Archimandrite Aimilianos. (+9 Mai 2019) |
Vous vous rappelez qu'hier nous
disions: le plaisir du premier homme a conduit à la douleur. Nous nous mettons
en route à partir de la souffrance et nous avançons avec ce que Dieu nous
donne: la jouissance de l'âme.
Désormais se présentent à nous la
joie et la douleur, qui composent ce que nous appelons «la douleur du cœur».

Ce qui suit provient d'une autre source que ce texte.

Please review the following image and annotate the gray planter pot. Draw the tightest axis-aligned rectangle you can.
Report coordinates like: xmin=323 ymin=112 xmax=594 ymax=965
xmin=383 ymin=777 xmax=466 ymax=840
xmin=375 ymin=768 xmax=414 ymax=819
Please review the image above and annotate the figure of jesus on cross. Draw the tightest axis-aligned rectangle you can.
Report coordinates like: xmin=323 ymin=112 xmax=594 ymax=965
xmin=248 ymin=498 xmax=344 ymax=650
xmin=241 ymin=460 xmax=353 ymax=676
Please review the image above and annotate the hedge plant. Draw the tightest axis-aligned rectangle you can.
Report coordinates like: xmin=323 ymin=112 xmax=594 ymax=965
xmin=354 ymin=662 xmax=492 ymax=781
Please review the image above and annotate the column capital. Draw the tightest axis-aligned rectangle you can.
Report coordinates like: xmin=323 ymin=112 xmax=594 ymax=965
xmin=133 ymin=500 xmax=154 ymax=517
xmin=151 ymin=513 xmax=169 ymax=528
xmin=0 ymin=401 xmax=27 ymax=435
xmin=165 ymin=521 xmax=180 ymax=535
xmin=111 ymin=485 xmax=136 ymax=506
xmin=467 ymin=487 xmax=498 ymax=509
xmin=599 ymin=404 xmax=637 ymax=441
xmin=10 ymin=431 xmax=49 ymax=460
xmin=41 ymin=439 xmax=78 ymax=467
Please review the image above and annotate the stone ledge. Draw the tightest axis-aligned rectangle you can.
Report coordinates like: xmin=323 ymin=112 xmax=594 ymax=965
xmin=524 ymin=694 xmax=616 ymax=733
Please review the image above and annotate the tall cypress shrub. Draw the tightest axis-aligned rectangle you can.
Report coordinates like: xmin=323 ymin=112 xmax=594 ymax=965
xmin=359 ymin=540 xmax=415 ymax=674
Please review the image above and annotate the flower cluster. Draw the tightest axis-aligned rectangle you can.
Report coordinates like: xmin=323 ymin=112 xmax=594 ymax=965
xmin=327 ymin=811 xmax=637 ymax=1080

Cette douleur du cœur est une liquéfaction, c'est une soif ardente. Lorsque
nous avons réellement soif, nous sommes anéantis; nous nous sentons épuisés,
nous avons l'impression que, si on ne nous apporte pas, à l'instant, un peu
d'eau, nous allons nous affaisser sur le sol. Il en est de même pour l'âme.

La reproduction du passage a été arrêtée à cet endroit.